Fisher looks at him, a little puzzlement. “Mr. Chambers, are there grounds for your objection in there someplace? Maybe I missed them,” he says.

“Leading question,” he says.

“Thank you. Overruled.”

One for two, Chambers sits down.

Beckworth sits there looking at me, not sure whether there is a question before him.

More than one case has been lost on appeal because a lawyer on pretrial motions lost track of his questions, became mired in objections, and forgot to return for a vital answer.

I ask the court reporter to read back my last question.

She fingers through the fan-folded little sheets from the stenograph machine, finds her place and reads:

“Mr. Madriani,” she says. “Would you call the defendant’s statements as set forth in your report purely voluntary?”

I look at the witness.

“Absolutely,” says Beckworth. One more piece cobbled into place.

“Then from your testimony is it safe to characterize the statements, the admissions made by the defendant about his van at the time of his detention, as unsolicited and spontaneous?”

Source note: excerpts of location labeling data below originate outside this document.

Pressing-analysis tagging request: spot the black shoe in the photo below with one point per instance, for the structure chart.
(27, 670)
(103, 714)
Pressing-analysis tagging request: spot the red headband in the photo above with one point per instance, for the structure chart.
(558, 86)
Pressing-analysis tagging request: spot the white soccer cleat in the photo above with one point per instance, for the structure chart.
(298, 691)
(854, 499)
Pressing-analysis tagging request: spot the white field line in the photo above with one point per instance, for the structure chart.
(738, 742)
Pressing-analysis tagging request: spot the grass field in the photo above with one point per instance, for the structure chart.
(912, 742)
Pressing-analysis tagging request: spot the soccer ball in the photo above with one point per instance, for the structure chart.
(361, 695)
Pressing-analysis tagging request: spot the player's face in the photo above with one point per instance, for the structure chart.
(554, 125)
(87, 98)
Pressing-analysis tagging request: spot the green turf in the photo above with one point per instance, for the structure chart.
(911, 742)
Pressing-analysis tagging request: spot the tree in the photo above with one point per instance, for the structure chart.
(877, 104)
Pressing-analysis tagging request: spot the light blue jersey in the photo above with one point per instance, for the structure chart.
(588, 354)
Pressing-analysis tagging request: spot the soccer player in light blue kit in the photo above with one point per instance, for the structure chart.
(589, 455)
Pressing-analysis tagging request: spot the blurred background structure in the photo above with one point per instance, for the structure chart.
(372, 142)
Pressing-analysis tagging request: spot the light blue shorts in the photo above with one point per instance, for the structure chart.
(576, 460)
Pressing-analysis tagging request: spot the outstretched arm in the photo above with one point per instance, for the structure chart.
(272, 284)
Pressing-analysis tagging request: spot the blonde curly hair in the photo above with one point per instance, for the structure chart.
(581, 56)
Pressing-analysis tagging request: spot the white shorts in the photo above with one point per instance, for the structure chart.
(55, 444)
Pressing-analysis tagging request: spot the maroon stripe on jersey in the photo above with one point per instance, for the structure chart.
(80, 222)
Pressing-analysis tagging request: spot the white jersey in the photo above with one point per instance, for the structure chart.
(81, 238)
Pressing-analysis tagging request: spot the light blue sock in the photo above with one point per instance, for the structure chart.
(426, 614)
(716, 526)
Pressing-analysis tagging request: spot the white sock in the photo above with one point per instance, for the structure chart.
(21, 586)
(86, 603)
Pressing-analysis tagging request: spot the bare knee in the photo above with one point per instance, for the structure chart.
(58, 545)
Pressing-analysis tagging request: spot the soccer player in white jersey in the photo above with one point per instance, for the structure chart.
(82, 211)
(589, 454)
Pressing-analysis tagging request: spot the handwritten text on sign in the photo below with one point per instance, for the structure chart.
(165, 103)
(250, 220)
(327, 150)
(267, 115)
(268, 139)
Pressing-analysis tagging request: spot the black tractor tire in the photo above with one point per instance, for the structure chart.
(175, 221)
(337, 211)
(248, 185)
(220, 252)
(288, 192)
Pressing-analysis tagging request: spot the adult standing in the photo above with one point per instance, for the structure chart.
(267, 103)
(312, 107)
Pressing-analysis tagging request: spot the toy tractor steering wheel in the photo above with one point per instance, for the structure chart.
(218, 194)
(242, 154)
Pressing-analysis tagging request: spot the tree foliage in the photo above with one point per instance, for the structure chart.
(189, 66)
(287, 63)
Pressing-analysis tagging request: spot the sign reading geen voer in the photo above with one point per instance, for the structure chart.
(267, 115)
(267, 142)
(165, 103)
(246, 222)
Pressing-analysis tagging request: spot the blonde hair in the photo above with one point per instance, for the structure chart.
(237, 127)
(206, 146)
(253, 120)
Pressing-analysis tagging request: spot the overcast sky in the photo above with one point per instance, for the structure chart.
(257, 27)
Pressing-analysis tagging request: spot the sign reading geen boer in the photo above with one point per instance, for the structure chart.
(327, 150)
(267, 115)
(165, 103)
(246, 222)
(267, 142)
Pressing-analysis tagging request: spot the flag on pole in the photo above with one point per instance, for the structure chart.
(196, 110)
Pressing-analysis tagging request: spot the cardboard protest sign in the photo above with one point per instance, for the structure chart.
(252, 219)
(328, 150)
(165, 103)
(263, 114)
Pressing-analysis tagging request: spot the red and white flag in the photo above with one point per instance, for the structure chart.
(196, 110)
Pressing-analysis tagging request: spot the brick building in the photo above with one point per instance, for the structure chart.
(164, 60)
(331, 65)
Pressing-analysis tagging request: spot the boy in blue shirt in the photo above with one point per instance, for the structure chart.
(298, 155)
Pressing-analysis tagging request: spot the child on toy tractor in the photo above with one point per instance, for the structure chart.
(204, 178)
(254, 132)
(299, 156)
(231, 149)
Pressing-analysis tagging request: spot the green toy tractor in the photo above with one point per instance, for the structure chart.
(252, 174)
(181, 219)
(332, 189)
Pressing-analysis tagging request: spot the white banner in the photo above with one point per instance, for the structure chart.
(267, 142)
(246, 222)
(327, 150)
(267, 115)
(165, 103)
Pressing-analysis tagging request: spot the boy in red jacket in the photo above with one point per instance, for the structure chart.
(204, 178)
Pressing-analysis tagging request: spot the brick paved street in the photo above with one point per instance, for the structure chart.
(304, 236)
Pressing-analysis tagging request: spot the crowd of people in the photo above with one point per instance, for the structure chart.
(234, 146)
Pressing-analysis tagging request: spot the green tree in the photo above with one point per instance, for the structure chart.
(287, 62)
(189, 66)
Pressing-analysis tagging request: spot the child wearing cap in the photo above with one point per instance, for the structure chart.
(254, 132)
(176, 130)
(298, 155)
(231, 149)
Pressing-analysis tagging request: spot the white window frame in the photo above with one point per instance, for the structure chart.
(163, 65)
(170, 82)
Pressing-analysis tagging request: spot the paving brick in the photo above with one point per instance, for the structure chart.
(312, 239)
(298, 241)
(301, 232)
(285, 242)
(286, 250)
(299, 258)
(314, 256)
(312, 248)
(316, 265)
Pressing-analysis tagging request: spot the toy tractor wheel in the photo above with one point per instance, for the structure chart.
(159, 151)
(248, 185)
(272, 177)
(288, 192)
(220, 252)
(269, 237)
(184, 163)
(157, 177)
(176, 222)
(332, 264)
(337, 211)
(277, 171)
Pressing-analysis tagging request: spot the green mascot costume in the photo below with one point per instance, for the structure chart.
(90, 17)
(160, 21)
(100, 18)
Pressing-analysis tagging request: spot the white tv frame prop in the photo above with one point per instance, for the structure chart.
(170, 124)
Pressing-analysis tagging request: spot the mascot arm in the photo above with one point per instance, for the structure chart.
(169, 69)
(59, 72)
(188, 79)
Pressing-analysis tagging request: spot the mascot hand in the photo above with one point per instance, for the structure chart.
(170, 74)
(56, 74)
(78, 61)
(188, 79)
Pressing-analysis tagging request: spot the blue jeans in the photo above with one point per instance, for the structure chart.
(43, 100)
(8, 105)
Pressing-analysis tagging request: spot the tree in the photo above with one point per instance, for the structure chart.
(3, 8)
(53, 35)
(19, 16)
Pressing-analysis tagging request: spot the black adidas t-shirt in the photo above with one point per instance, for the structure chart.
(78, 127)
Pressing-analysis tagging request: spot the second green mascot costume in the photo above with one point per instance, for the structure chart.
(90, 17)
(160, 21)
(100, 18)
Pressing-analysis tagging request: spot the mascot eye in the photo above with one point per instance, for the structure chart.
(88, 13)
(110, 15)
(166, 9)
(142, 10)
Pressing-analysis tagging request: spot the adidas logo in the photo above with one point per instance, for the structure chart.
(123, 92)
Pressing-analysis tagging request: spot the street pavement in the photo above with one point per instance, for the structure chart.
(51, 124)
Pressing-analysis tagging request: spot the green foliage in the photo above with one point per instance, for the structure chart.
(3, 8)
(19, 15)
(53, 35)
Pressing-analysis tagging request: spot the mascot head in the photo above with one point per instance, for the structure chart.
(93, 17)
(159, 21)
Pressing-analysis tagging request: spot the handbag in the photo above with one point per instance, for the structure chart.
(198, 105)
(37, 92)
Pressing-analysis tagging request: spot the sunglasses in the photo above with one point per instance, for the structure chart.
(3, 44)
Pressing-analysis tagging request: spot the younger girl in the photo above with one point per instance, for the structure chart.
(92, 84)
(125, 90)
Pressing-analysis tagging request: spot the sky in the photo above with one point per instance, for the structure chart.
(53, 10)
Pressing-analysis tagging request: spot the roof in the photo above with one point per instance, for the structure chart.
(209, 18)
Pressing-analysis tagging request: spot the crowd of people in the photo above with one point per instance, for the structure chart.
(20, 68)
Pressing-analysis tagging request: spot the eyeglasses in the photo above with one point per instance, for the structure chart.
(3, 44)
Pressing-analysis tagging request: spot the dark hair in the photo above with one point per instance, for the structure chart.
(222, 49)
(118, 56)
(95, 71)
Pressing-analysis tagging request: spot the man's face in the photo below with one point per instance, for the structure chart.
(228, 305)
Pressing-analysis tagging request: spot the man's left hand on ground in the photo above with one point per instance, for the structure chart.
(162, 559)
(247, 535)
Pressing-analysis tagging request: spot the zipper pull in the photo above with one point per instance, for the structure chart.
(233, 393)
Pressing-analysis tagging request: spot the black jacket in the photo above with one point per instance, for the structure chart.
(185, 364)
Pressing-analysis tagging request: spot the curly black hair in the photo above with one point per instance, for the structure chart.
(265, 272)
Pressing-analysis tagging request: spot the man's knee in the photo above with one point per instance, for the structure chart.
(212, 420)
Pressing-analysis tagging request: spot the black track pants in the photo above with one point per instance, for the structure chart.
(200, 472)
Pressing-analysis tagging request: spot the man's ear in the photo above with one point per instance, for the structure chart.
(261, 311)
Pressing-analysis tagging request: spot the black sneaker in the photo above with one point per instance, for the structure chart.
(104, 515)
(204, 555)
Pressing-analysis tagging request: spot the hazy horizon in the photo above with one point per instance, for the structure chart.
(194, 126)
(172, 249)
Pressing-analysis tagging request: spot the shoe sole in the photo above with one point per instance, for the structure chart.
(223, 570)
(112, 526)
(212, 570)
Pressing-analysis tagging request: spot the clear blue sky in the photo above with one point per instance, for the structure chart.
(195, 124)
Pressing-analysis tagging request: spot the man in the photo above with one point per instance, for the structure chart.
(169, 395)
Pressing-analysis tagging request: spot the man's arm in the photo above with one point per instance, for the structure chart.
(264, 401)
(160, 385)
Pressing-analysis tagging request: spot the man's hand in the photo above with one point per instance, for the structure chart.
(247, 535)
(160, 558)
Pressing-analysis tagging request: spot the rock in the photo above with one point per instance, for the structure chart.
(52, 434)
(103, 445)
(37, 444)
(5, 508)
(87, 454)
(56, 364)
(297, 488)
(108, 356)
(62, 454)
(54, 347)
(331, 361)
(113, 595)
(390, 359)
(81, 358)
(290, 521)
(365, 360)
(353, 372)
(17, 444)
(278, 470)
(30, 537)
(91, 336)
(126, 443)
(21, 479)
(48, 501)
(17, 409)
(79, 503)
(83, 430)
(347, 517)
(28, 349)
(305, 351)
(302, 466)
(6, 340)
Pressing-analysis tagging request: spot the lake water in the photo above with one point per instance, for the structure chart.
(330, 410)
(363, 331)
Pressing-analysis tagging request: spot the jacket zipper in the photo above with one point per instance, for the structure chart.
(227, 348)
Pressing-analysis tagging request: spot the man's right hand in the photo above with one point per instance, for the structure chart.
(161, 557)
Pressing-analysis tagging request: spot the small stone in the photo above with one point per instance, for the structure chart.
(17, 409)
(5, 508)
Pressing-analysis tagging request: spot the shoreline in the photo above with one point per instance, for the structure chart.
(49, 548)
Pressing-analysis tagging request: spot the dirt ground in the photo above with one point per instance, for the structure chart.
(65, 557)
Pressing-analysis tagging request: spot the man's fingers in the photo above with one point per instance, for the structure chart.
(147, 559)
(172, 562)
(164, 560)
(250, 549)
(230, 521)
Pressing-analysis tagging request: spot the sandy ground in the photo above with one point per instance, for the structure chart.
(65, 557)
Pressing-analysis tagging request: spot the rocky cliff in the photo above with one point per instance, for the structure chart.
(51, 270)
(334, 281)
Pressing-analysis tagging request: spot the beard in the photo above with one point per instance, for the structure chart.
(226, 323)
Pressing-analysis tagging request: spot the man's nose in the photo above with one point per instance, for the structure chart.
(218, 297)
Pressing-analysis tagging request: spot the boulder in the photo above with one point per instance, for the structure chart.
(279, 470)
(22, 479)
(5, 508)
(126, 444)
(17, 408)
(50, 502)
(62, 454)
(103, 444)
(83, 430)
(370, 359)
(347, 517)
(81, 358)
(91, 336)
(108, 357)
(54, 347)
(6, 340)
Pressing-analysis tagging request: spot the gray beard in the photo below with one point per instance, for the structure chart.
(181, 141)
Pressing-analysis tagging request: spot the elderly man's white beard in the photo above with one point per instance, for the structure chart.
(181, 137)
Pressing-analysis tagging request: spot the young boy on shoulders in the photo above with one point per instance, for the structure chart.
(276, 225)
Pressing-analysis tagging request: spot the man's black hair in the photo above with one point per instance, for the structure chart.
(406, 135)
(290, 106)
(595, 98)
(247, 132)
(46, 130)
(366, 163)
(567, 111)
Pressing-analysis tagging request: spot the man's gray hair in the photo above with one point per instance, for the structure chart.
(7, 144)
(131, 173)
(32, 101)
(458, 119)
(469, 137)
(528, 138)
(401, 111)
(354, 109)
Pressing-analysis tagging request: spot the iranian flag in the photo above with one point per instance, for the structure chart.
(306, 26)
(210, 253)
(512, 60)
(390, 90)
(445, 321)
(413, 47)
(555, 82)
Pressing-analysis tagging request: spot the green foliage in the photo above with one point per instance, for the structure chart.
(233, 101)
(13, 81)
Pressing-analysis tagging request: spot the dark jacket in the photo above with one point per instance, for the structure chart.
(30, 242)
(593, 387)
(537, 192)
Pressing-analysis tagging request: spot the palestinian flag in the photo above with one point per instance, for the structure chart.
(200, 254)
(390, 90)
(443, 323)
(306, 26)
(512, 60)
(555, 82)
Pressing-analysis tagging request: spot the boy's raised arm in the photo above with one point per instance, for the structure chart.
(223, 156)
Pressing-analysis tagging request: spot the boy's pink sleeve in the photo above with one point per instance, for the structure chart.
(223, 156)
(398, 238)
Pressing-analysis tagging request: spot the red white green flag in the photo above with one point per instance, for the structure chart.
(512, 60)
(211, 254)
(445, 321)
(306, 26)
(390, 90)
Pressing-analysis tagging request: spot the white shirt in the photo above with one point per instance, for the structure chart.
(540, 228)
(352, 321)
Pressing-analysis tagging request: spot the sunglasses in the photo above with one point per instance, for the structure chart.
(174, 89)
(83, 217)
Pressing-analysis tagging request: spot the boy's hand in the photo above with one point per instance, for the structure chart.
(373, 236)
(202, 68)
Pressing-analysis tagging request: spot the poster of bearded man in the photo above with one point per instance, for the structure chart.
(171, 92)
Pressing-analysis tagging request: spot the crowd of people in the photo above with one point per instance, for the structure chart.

“Yes,” he says. “That’s a good description.”

I walk toward our counsel table. Goya is sitting there, checking off points on a yellow legal pad. We will confer before I release the witness to make sure that I haven’t missed anything.

“Now, immediately after your altercation with the defendant, did you have any reason to believe that he was wanted for any crime other than the suspected shop theft?”

“No.”

“Even with such a violent reaction, you still had no reason to suspect that Mr. Iganovich might have committed a more serious crime?”

“Not at all,” he says. “Shop thefts all react differently,” he tells us. “Some are retiring. They will simply stand there and empty their pockets. Carry on the most cordial conversation as they confess their crime. Women often cry, and some men. Then again, a few will pull a gun or a knife, and try to kill you. It’s very much like a traffic stop,” he tells us, “you’re dealing with the unknown.”